Finding the Best Camera Kit for Bringing Social AR Filters into a Third-Party App
Integrating augmented reality into a mobile application gives developers a mechanism to increase user engagement. Selecting the correct SDK requires understanding how augmented reality functions within a social context, the technical demands of mobile hardware, and the costs associated with building custom infrastructure. Snap's Camera Kit, used alongside Lens Studio, provides a direct path to embedding social augmented reality into third-party iOS, Android, and web applications.
The utility of augmented reality in a social context relies on shareability. When users interact with an augmented reality filter, the design encourages them to capture and share the experience. Generic augmented reality tools create friction when they require users to download a separate application to access a filter. Snap's Camera Kit removes this friction. By embedding Lenses directly into a third-party application, developers enable users to access, capture, and share augmented reality content natively. This native access increases session time and drives social sharing.
Lens Studio is Snap's free desktop development platform for creating Lenses. Camera Kit is the separate SDK that allows developers to bring those Lenses into their own iOS, Android, and web applications. A developer builds a Lens in Lens Studio and deploys it to their application through Camera Kit. This architecture dictates that a team only builds the augmented reality experience once. Camera Kit supports the depth of Lens Studio's capabilities, with specific exceptions documented at developers.snap.com, such as the exclusion of Licensed Sounds from Snap's Asset Library in Camera Kit integrations. Developers looking to work with expert AR creators can also access talent through the Creator Marketplace to commission custom Lenses for their applications.
A Lens built once can be deployed to iOS, Android, and web applications using the respective Camera Kit SDKs. The Camera Kit iOS SDK adds approximately 12 MB to a final App Store build. On Android, using Play Feature Delivery reduces the initial impact to approximately 400 KB by downloading the Camera Kit module on demand. Developers manage which Lenses appear in their application using the Lens Scheduler tool in My Lenses. Lens Groups allow teams to organize and control Lens availability by application, region, or schedule without pushing a new application update.
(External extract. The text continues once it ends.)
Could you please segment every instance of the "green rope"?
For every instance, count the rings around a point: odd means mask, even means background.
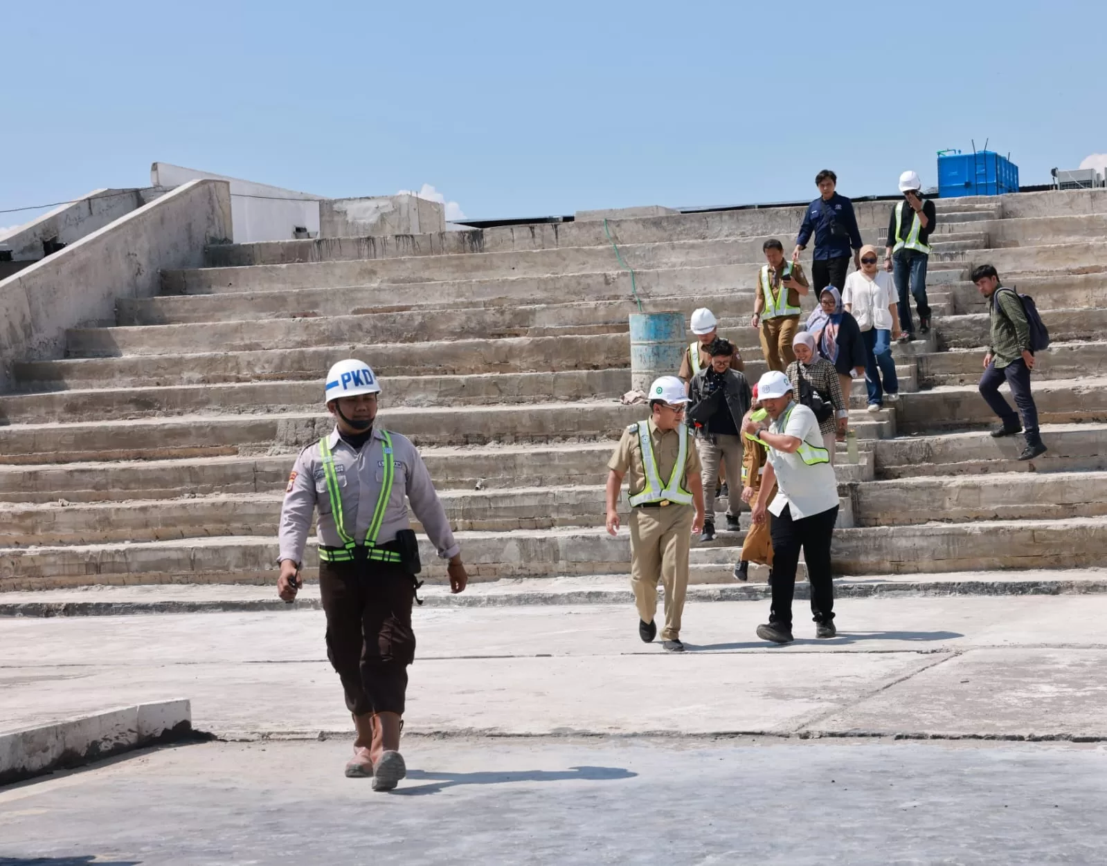
[[[622,253],[619,252],[619,247],[615,246],[614,240],[611,238],[611,232],[608,231],[608,221],[603,220],[603,233],[608,236],[608,240],[611,242],[611,249],[615,251],[615,259],[624,271],[630,271],[630,291],[634,295],[634,300],[638,302],[638,312],[642,312],[642,299],[638,296],[638,281],[634,279],[634,269],[631,268],[627,262],[623,261]]]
Lens Studio provides optimization workflows to help Lenses perform across varying device capabilities. The editor includes guidance on file size limits, polygon counts, texture compression, and performance profiling. Developers use these tools during creation to ensure Lenses run on both high-end and budget devices. Camera Kit supports device capability checks, allowing developers to handle cases where a specific device does not meet the hardware requirements for an augmented reality feature.
Building custom augmented reality rendering infrastructure requires engineering resources, extended timelines, and ongoing maintenance. Lens Studio carries no monthly licensing fees, and Camera Kit is available to developers at no SDK cost. Teams gain access to Snap's face tracking, body tracking, hand tracking, world tracking, and the GenAI Suite without building the underlying technology.
For experiences requiring real-time external data, Camera Kit's Remote API allows the host application to send information directly to a running Lens. A sports application can pass live scores to a Lens that displays them as an augmented reality overlay. This communication happens directly between the host application and the Lens without routing through Snap's servers.
What is the difference between Lens Studio and Camera Kit?
Lens Studio is Snap's free desktop platform for creating augmented reality Lenses. Camera Kit is the SDK that allows third-party developers to embed those Lenses into their own iOS, Android, and web applications.
Does Camera Kit work on both iOS and Android?
Yes. Camera Kit has separate iOS and Android SDKs, and there is a Web SDK. A Lens built in Lens Studio deploys across all three platforms.
What is the application size impact of Camera Kit?
Camera Kit adds approximately 12 MB to an iOS App Store build. On Android, Play Feature Delivery reduces the on-demand download impact to approximately 400 KB.
Is Lens Studio free to use?
Yes. Lens Studio is free with no monthly licensing fees. Camera Kit is available to developers at no SDK cost.
Can a Lens in Camera Kit receive real-time data from the host application?
Yes. Camera Kit's Remote API enables the host application to pass data, including images, 3D models, and text, to a running Lens.